Sean O'Shea

Personal information
- Born: Kenmare, County Kerry

Sport
- Sport: Gaelic football

Club
- Years: Club
- 1980s-2000s: Dr Crokes

Club titles
- Kerry titles: 2
- Munster titles: 2
- All-Ireland Titles: 1

Inter-county
- Years: County
- 1980s-1990s: Kerry

= Seanie O'Shea =

Irish hurler and Gaelic footballer

Seanie O'Shea is a footballer and hurler from Killarney, County Kerry. He played with the Kerry inter-county hurling team during the 1990s. He played in the famous 1993 Munster Championship win over Waterford. He won an All-Ireland Senior Club Football Championship with Dr Crokes in 1992, and returned as a trainer in later years. He is a brother of former Kerry manager Pat O'Shea.

After retiring from playing, he took up management of teams at all levels with Dr Crokes.

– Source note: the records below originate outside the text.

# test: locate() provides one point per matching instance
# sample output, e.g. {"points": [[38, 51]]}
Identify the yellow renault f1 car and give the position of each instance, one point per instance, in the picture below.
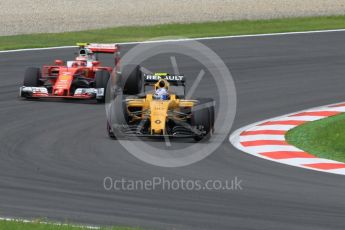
{"points": [[161, 110]]}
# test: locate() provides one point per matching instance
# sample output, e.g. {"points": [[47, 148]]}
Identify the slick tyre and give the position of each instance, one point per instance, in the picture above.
{"points": [[132, 77], [101, 81]]}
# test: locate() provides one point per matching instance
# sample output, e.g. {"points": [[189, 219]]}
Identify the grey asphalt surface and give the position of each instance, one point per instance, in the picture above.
{"points": [[55, 155]]}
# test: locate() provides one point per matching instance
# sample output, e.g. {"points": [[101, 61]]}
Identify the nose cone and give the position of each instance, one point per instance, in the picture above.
{"points": [[159, 111]]}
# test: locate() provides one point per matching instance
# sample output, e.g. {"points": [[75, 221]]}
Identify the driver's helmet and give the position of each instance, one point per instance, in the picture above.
{"points": [[161, 94], [85, 55]]}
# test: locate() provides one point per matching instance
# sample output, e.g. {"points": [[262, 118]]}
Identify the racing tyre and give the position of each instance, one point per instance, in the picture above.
{"points": [[209, 103], [101, 81], [110, 132], [32, 77], [133, 76], [204, 117]]}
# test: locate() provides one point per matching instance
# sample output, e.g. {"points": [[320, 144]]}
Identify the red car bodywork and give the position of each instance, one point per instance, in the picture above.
{"points": [[59, 80]]}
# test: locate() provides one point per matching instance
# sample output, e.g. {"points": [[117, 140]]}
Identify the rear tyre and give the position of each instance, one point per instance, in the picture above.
{"points": [[203, 118], [32, 77], [132, 76], [101, 81], [110, 132], [209, 103]]}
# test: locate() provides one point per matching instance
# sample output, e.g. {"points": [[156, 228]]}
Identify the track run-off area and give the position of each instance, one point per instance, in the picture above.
{"points": [[55, 155]]}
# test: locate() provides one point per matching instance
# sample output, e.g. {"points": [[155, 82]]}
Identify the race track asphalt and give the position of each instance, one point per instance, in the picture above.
{"points": [[55, 155]]}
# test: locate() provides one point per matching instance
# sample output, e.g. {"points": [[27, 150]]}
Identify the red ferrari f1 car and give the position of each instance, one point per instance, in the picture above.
{"points": [[82, 78]]}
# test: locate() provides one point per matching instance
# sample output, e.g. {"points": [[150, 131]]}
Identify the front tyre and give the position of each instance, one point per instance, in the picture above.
{"points": [[32, 77]]}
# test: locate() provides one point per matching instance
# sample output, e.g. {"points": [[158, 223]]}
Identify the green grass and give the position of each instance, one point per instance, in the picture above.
{"points": [[37, 225], [140, 33], [323, 138]]}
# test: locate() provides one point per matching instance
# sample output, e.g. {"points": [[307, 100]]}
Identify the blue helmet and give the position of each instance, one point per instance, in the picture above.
{"points": [[162, 94]]}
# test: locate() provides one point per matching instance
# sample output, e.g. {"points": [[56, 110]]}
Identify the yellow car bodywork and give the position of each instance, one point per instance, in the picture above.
{"points": [[158, 111]]}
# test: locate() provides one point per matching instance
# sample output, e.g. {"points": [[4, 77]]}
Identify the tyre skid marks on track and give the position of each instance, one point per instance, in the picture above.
{"points": [[266, 139]]}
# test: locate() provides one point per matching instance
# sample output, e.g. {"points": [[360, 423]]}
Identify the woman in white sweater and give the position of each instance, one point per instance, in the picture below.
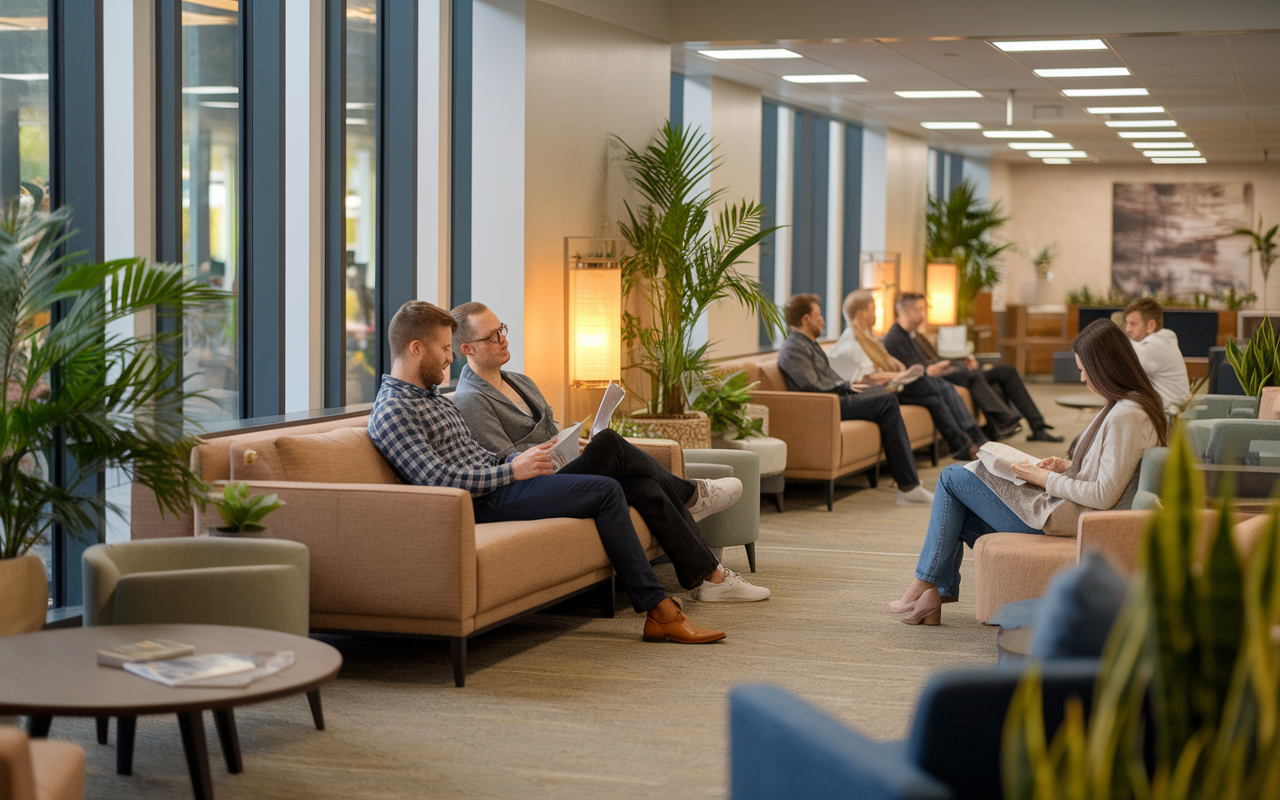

In 2010 and 2011, he was part of John Meyler's backroom team that won the 2011 Christy Ring Cup after losing out in the 2010 final.

In 2011, he was appointed manager of the Kerry minor hurling side. He led the team to the 2012 All Ireland B title with a win over Roscommon in the final. In 2013 he mad it 2 in a row with a win over Meath in the final.